По мнению Платона, между двумя противоположностями душа обнаруживает еще природу среднюю или посредствующую, которая, с одной стороны, находится в ближайшей связи с природой разумной, а с другой – поставлена в непосредственное отношение к природе неразумной. Средняя часть души является началом раздражительным. В отношении к ней часть неразумная называется у Платона пожелательной, и каждой происходящей в себе переменой желаний или стремлений действует на раздражительность или на сердце. На этом основании Платон и гимнастике, действующей на природу пожелательную, приписывает также влияние и на силу раздражительную.

– Весьма справедливо, – сказал он.

– Да и введшие в воспитание музыку и гимнастику не для того ввели их, Главкон, чтобы, как некоторые думают, одним из этих упражнений образовать тело, другим душу?

– Для чего же более?

– То и другое ввели они, должно быть, особенно для души, – отвечал я.

– Как это?

– Не замечаешь ли ты, – сказал я, – каковы по самой душе те, которые всю жизнь занимаются гимнастикой, не касаясь музыки, или каково расположение других, занимающихся противным тому?

– О чем хочешь ты сказать? – спросил он.

– О грубости и жестокости, – отвечал я, – и наоборот – о нежности и тихости.

– Да, я замечаю, – сказал он, – что неумеренно занимающиеся гимнастикой выходят грубее надлежащего, а неумеренные в музыке бывают нежнее того, чем сколько это нужно им.
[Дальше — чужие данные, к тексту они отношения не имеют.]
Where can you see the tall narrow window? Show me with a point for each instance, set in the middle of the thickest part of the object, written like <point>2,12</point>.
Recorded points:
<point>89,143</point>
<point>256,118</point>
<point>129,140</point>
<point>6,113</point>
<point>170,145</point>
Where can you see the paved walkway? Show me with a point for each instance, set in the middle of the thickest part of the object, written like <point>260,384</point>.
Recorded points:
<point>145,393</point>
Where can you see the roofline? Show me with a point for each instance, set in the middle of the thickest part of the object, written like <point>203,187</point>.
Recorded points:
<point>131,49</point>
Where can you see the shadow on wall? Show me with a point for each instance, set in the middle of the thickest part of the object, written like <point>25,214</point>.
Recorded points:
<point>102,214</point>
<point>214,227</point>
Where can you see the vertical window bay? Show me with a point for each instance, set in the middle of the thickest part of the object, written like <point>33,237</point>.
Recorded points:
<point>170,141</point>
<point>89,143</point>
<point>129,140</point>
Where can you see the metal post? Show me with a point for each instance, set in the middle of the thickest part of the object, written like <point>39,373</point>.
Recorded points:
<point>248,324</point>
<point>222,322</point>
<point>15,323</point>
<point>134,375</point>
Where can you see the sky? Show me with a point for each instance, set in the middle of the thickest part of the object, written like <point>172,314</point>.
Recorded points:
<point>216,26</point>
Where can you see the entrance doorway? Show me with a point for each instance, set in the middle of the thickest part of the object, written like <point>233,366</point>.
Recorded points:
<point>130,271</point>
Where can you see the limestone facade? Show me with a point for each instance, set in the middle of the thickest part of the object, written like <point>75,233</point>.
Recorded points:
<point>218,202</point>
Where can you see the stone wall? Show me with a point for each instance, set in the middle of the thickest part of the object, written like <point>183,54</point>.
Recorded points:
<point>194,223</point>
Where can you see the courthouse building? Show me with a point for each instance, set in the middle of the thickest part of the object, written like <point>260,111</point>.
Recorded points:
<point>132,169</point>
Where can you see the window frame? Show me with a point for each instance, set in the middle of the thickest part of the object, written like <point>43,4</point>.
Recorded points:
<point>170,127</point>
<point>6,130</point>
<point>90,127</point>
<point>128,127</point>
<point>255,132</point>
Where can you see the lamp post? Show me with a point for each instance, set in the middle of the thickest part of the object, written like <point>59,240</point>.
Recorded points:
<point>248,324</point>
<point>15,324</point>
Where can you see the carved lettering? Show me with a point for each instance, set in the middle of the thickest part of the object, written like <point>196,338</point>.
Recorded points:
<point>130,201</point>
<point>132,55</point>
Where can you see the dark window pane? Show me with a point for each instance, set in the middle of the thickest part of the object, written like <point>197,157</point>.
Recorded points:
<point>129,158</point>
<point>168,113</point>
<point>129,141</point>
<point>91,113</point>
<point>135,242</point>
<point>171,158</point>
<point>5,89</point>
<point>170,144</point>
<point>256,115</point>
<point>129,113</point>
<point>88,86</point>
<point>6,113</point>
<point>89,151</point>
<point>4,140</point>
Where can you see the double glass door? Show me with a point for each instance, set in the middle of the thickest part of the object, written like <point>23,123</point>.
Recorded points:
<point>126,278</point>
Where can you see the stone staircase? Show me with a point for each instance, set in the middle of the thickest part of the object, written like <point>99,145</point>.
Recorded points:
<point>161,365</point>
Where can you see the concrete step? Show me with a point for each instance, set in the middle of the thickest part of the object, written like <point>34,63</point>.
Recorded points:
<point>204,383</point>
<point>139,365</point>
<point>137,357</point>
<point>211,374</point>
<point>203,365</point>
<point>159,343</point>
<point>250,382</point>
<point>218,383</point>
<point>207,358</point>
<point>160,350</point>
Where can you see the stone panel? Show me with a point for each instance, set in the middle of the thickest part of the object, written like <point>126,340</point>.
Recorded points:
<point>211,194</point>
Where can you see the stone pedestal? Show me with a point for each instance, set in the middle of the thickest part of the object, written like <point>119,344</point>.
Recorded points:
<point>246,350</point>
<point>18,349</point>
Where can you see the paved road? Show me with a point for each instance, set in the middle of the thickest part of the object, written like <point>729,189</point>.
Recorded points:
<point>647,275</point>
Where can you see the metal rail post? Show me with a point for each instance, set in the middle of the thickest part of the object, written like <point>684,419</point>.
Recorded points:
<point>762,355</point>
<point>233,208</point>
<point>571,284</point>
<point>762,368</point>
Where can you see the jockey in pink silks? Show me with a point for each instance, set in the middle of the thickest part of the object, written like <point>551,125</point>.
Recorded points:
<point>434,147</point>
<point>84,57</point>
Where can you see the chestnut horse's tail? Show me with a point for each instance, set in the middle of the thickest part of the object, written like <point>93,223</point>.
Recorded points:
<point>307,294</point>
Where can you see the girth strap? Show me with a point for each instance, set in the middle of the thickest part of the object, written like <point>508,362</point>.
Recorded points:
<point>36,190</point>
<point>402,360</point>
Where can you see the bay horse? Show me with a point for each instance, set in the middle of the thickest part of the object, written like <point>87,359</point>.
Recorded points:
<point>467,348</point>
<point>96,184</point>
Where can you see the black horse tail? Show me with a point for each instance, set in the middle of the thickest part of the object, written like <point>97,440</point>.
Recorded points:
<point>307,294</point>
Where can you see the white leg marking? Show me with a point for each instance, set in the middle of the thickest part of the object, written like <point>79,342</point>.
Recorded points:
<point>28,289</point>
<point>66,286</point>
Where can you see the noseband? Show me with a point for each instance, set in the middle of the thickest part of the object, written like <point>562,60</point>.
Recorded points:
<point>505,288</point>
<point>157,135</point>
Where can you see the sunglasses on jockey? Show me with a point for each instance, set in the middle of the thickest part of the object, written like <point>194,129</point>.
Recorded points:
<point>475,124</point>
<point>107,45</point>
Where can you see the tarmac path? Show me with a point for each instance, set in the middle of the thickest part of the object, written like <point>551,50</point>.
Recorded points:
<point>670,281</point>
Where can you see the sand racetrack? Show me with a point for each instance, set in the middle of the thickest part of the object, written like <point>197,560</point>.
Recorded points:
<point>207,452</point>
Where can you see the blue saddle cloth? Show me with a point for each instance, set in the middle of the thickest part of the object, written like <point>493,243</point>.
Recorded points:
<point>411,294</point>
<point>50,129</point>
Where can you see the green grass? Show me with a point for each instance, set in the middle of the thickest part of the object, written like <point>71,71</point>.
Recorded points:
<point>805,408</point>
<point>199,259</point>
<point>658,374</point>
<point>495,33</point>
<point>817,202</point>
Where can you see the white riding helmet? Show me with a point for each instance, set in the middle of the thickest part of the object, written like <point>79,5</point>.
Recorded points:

– Но грубость, – сказал я, – могла бы способствовать природной ярости духа и при правильном воспитании обратилась бы в мужество, а чрезмерная грубость обыкновенно превращается в жестокость и вздорность.

– Да, мне так кажется.

– Что же? Разве кротость не есть ли свойство философской природы? И если она простирается слишком далеко, то делается нежнее надлежащего, а воспитываемая хорошо, остается только кротостью и благонравностью.

– Именно так.

– И стражи, говорим мы, должны иметь ту и другую природу.

– Конечно.

– Так не должны ли эти природы быть в согласии одна с другою?

– Должны.

– И душа человека, в котором они в согласии, есть душа рассудительная и мужественная.

– Конечно.

– А в ком не в согласии, – трусливая и грубая.

– И очень даже.

– Итак, если человек допускает, чтобы музыка завораживала его звуками флейт и через уши, словно через воронку, вливала в его душу те сладостные, нежные и жалобные звуки гармонии, о которых мы только что говорили, если он проводит всю жизнь то жалобно стеная, то радуясь под воздействием песнопений, тогда, если был в нем яростный дух, он на первых порах смягчается наподобие того, как становится ковким железо, и ранее бесполезный, жесткий его нрав может пойти ему теперь на пользу. Но если, не делая передышки, он непрестанно поддается такому очарованию, то он растопляет чувство, ослабляет свой дух, пока не ослабит его совсем, словно вырезав прочь из души все нервы, и станет он тогда воином изнеженным.

– Без сомнения, – сказал он.

– Если и с самого начала он получил природу без сердечной горячности, – продолжал я, – то выйдет таким скоро. А когда природа его была горяча, – ослабит ее жар и сделает ее удобовозбуждаемой, скоро раздражающеюся и охладевающей от причин самых ничтожных. Таким образом, вместо сердечного жара, исполнившись чувством недовольства, люди становятся желчны и вздорны.

– Именно так.

– Что ж? А если бы кто, напротив, много занимался гимнастикой и слишком пировал, не касаясь музыки и философии? Имея здоровое тело, не исполнится ли он сперва надменностью и юношеским жаром и не сделается ли мужественнее самого себя?

Связь между пированьем и гимнастикой можно понять, если вспомнить о греческих атлетах, которые параллельно с занятиями гимнастикой сытно и много ели.

– Уж конечно.

– Но что потом? Так как он не делает ничего другого, не разделяет времени ни с какою музою, то душа его, если бы в ней и была какая любознательность, не наслаждаясь ни учением, ни исследованием какого-либо предмета, не занимаясь ни словом, ни иною музыкою, становится слабой, глухой и слепой, потому что она и не возбуждается, и не питается, и не очищает чувств своих.